Naturally, I started with a few sketches. I started with the pig/boar men.
Now, I am by no means a character modeler. This was actually the most daunting part of the process for me. I get so caught up in polycounts and edge flow that I lose sight of what actually matters in the end. In my case, the edge flow of my topology only really mattered for my hand-painted textures and rig deformations. Below you can see some progress shots, and a close up of the main guy's face. I really love how my style translated over to 3D, and hand-painting made things a lot of fun. This tied in nicely with my background art as well, which uses a few layered, distorted planes to give the illusion of depth, even though I started with a flat PNG. The crowd in the dance floor shot use that same technique, along with some regular planes with silhouettes drawn on top.
Music & Lipsyncing
Most of the motion capture data is from Mixamo, with a few of my own motions thrown in there. I wanted to have more custom data, but the cleanup process proved too much for my time constraints. There was very little real animation on my part, besides some motion blending and procedural grasping on the hands (for this I just made an attribute on the wrists that controlled the clench of the fists, as the mocap didn't have any hand motion at all). Most of the animation work went into the lipsyncing cleanup, which you can read more about in my previous blog post. The process was essentially the same, though this time I was dealing with a longer song and more mouth shapes. My lipsync script scaled up nicely though. The most challenging part was editing down the audio into something manageable for the scope of the project. This wasn't the only reason though: I still had to mouth out the rapping and singing parts to get clean-enough data for the forced alignment portion.
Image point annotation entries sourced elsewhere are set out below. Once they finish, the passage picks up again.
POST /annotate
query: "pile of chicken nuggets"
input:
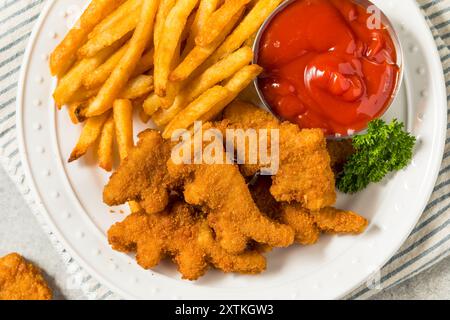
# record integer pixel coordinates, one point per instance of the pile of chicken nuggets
(225, 216)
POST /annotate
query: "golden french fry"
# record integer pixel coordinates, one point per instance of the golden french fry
(122, 73)
(143, 116)
(123, 120)
(73, 80)
(110, 36)
(167, 46)
(90, 133)
(198, 54)
(137, 87)
(65, 53)
(162, 117)
(250, 41)
(105, 146)
(196, 109)
(163, 11)
(152, 104)
(220, 71)
(115, 17)
(82, 94)
(101, 74)
(145, 64)
(218, 21)
(73, 110)
(205, 9)
(138, 104)
(249, 25)
(235, 85)
(173, 88)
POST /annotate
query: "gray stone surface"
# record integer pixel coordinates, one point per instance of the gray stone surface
(20, 232)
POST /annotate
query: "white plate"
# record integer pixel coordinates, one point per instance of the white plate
(70, 195)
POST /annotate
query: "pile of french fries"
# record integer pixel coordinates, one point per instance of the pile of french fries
(177, 61)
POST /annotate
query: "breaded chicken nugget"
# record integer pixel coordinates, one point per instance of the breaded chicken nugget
(307, 225)
(305, 174)
(180, 233)
(20, 280)
(142, 176)
(232, 214)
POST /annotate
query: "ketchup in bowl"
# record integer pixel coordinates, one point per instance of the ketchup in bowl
(326, 66)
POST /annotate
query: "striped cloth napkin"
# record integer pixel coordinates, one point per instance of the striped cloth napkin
(428, 244)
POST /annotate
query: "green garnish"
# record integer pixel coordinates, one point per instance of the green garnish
(384, 148)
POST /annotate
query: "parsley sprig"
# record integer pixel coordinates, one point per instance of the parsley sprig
(384, 148)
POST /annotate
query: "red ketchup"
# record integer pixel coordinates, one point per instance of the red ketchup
(325, 68)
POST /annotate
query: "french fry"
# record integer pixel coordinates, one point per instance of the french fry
(65, 54)
(235, 85)
(115, 17)
(73, 80)
(162, 117)
(101, 74)
(123, 120)
(205, 9)
(163, 11)
(117, 32)
(72, 109)
(138, 104)
(250, 41)
(145, 64)
(218, 21)
(173, 88)
(218, 72)
(121, 74)
(82, 94)
(137, 87)
(249, 25)
(90, 133)
(197, 109)
(105, 146)
(198, 54)
(152, 104)
(167, 46)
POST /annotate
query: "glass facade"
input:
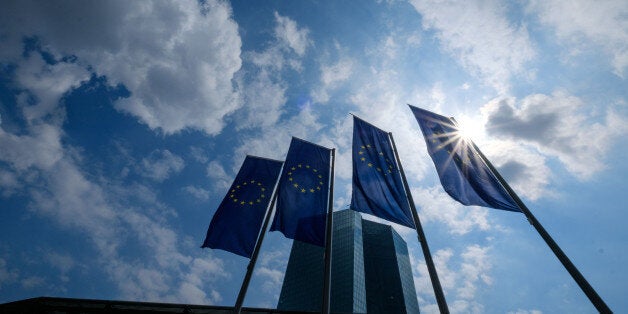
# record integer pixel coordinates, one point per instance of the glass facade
(362, 279)
(389, 281)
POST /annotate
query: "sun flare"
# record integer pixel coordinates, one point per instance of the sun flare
(469, 128)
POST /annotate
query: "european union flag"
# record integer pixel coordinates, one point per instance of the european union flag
(303, 193)
(237, 221)
(377, 186)
(462, 172)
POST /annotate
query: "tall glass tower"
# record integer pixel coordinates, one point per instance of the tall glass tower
(370, 271)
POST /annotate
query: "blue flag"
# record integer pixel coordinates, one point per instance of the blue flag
(377, 186)
(303, 193)
(237, 221)
(462, 172)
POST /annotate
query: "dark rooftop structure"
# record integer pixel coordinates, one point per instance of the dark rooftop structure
(75, 306)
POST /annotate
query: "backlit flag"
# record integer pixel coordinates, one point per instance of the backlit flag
(303, 193)
(237, 221)
(377, 186)
(462, 172)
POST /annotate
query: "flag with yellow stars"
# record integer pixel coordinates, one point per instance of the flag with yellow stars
(237, 221)
(303, 193)
(377, 186)
(463, 174)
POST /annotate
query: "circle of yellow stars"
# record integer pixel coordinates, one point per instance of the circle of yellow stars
(303, 188)
(236, 193)
(389, 169)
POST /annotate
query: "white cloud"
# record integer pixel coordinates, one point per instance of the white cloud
(47, 83)
(199, 193)
(601, 22)
(459, 281)
(159, 165)
(525, 170)
(177, 59)
(332, 77)
(289, 33)
(480, 36)
(272, 267)
(437, 206)
(558, 126)
(264, 97)
(108, 214)
(274, 142)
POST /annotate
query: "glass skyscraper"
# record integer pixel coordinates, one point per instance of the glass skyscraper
(370, 271)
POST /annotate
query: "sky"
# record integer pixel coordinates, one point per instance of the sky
(123, 123)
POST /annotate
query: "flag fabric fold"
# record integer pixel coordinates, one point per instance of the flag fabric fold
(377, 186)
(237, 221)
(303, 193)
(462, 172)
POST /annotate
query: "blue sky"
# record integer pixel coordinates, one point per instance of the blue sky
(122, 124)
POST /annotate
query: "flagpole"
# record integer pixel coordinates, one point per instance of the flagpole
(597, 301)
(249, 269)
(328, 239)
(438, 290)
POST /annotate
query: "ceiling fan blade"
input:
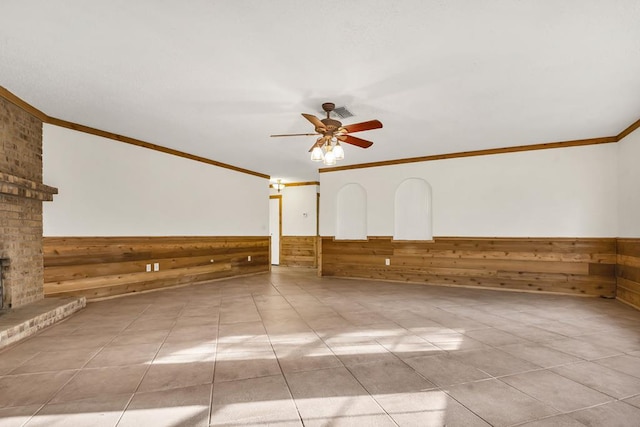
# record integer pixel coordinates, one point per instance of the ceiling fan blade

I am much less of a rapper than I am an artist/developer, but I think I managed okay this round :)
Return to Unreal
This was one of my very first lighting tests. Rendering in real-time was a lot of fun. Being able to iterate so quickly on my shots was huge for my creative process, as it was much more forgiving than the alternative of making an artistic decision and waiting for Arnold to output an image. Learning Unreal's lighting and post-process systems proved challenging, but certainly worth it. A lot of the decisions I made in pre-viz made it to the final cut, such as the wider-shot dance floor scene. I also found room to improvise, like with the opening camera truck down the hall for the title sequence.
My first major hurdle was getting my lipsync data into Unreal. Ultimately I was able to export the Mouth Plane used for the lip shape image in Maya to its own animation curve in Unreal. I could then evalutate that curve in Unreal at each event tick to know which mouth shape to apply to the material. On the material itself, I just create a Dynamic Material Instance on the start. There's a Mouth Textures array that I pull from on each Actor. That's where I place all of the corresponding textures (as I would in Maya) and let the animation curve eval handle the proper index. Below is the Blueprint that I used for all of the characters in the scene.
Conclusion
This has been a pretty lengthy blog post, but it's been long overdue. This was a great project for me, and I'm glad to have spent my last studio class on something that became so personal. My last semester at LSU was really specially. Between my capstone project, my virtual production class, and this, I was exposed to so many workflows and teams that I never thought I'd get a chance at. I've grown a lot, even in these past few months that I've been gone. I'm gonna finish this off before I get too sentimental, but thank you for reading!